Plaintiffs Micah Jessop and Brittan Ashjian claimed that in 2013, three Fresno police officers executing search warrants at their business and homes seized approximately $150,000 in cash and $125,000 in rare coins. When the two went to the police department the next day, however, only $50,000 had been placed into evidence, which police said was the entire haul submitted in relation to the investigation.
Jessop and Ashjian, who were never charged with any crime stemming from the investigation, filed a lawsuit against the three officers, claiming the theft constituted a violation of their Fourth Amendment right to be protected against unreasonable government seizure.
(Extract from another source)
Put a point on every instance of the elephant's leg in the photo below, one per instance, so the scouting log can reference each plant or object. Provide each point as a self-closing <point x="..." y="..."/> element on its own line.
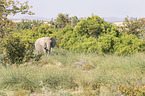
<point x="44" y="50"/>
The officers responded by filing for summary judgment, arguing that as government officials, they were entitled to “qualified immunity.” Under the doctrine of qualified immunity, government officials are shielded from civil liability for any conduct that does not violate a person’s “clearly established” constitutional rights.
In an eyebrow-raising opinion, Circuit Judge Milan D. Smith wrote that because the officers had a warrant to justify the initial seizure of the property, and no prior case addressed those specific circumstances, it was not clearly established whether the subsequent theft of that property violated the Fourth Amendment.
“The lack of ‘any cases of controlling authority’ or a ‘consensus of cases of persuasive authority’ on the constitutional question compels the conclusion that the law was not clearly established at the time of the incident. Although the City Officers ought to have recognized that the alleged theft of Appellants’ money and rare coins was morally wrong, they did not have clear notice that it violated the Fourth Amendment,” Smith reasoned.
“We recognize that the allegation of any theft by police officers—most certainly the theft of over $225,000—is deeply disturbing. Whether that conduct violates the Fourth Amendment’s prohibition on unreasonable searches and seizures, however, would not ‘be clear to a reasonable officer,’” Smith concluded.
One of the officers alleged to have committed the 2013 theft, Derik Kumagai, was federally indicted in 2014 for accepting a $20,000 bribe from a suspected drug trafficker. He pleaded guilty to conspiring to commit bribery and in May was sentenced to two years in federal prison.
Brad Heath, an attorney and the D.C. Justice and Investigations Editor for USA Today, said the ruling seemed “seems unmoored” from the purpose and principle of the qualified immunity doctrine.
“It seems unmoored from the purpose of qualified immunity, which is that officials shouldn’t be held personally liable for conduct when they might not have been on notice that it was prohibited. But it’s hard to make that argument when the conduct is a well-known crime,” he wrote Friday.
Jessop and Ashjian have appealed the decision and petitioned for their case to be heard in front of the entire Ninth Circuit.